The show itself is fantastic, starting with a small section on how pearls are formed and harvested and then going through the ages with examples of jewellery and other objects using pearls in a decorative manner. The last section of the show is all about Mikimoto cultured pearls and the final object is a collection of galvanised buckets - slop-pail style - full of low-grade cultured pearls from China. Probably my favourite piece in the show is in the Mikimoto collection and is a very simple scarf made from 5000 perfectly-matched pearls which has been many years in the making.

The main thrust of the exhibition is really about the manner in which pearls have been used throughout history, from Pliny through Charles I (the pearl earring which was on his ear as he was beheaded is on display!), Marilyn Monroe and right up to today with contemporary designs by "Yoko" which are just incredible works, blending the variations in pearl colour to make utterly unique pieces.

There is a rather good book to accompany the exhibition, featuring essays on pearls - history, jewellery, trading, etc. - as well as photographs of works not in the exhibition.



I bought a new camera before heading off to London which boasts a lot of features I've been wanting for a while, especially the ability to stabilise the vintage and manual lenses that I like to use. I'm looking forward to seeing what I can do with it.

Cakes




Cursley & Bond - 5

On the Thursday, I headed off to Folkestone in Kent with Dingo to visit a small jewellery gallery - Cursley & Bond - where I have some work on display just now as part of their "Darkness Descends" exhibition.
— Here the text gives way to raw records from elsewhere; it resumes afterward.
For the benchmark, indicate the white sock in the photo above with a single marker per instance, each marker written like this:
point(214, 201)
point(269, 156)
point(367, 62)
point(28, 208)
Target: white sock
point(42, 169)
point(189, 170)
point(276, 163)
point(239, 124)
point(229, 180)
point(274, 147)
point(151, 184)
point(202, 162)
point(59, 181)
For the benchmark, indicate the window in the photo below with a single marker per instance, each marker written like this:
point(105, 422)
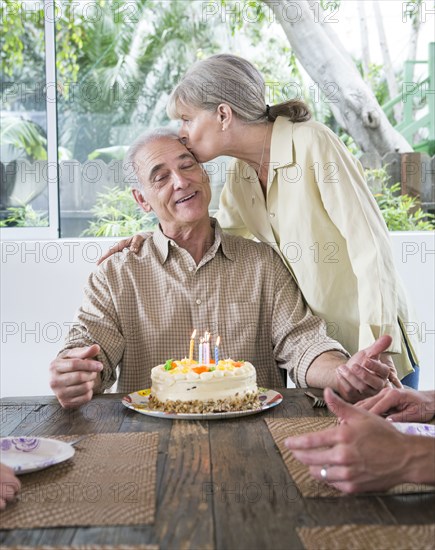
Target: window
point(28, 203)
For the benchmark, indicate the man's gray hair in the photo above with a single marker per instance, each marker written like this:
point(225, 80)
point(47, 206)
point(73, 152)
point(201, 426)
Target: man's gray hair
point(131, 165)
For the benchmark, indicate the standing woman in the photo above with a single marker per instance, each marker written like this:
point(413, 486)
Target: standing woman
point(293, 184)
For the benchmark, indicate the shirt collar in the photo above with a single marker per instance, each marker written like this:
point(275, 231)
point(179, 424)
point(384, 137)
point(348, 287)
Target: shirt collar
point(163, 244)
point(281, 146)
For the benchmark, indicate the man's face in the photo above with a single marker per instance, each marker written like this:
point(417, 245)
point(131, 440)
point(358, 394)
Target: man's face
point(174, 185)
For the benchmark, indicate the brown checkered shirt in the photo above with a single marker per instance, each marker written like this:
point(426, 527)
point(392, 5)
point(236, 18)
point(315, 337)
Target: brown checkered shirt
point(141, 309)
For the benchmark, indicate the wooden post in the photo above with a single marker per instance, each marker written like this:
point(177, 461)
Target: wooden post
point(411, 174)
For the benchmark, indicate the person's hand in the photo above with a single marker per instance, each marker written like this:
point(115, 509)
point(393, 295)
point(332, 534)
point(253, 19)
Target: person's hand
point(9, 485)
point(75, 376)
point(401, 405)
point(393, 376)
point(364, 453)
point(364, 374)
point(133, 243)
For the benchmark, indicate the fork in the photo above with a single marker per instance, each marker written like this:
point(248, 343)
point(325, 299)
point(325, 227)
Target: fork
point(317, 401)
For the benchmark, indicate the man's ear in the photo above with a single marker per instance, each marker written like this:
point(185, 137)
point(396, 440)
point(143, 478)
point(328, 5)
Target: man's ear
point(141, 201)
point(225, 115)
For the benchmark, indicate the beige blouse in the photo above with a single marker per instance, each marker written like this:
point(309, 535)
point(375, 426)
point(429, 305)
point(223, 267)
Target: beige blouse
point(322, 219)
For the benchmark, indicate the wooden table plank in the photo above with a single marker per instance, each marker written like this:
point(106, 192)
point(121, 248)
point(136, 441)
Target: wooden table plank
point(221, 484)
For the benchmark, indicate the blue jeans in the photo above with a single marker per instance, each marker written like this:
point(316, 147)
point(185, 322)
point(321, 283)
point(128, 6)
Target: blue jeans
point(411, 380)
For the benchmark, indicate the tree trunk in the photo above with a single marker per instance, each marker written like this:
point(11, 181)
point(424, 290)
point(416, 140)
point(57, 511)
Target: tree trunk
point(352, 102)
point(415, 30)
point(364, 36)
point(388, 67)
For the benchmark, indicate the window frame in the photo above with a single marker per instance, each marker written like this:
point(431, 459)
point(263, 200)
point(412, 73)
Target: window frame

I last visited Folkestone in 2009 when I went to see the Hythe Ossuary and found it to be a bit of a dump. Potentially a very attractive town but very run down and underinvested: how things have changed.

Nicola and Chris opened their shop in the newly-developed "Creative Quarter" of the old high street which runs down to the harbour, an area which has been extensively refurbished and which is attracting a lot of interesting creative businesses, especially people from London who are finding that city just too expensive to work or live in.

Creative Quarter

The shop is absolutely lovely and is stocked carefully and thoughtfully.

Cursley & Bond - 4

Cursley & Bond - 2

Nicola and Chris are wonderful, warm, welcoming people and it was a pleasure to speak to them about future collaborations, as well as to see the way in which they are acting as catalysts for the newly-developing creative community around them.

Cursley & Bond - 3

I was introduced to potential clients, to a painter, to two pâtissiers - and the best meringues ever - to a mosaic artist... It was exciting to be in the middle of an environment where everyone was actually doing things, making, creating and doing it successfully.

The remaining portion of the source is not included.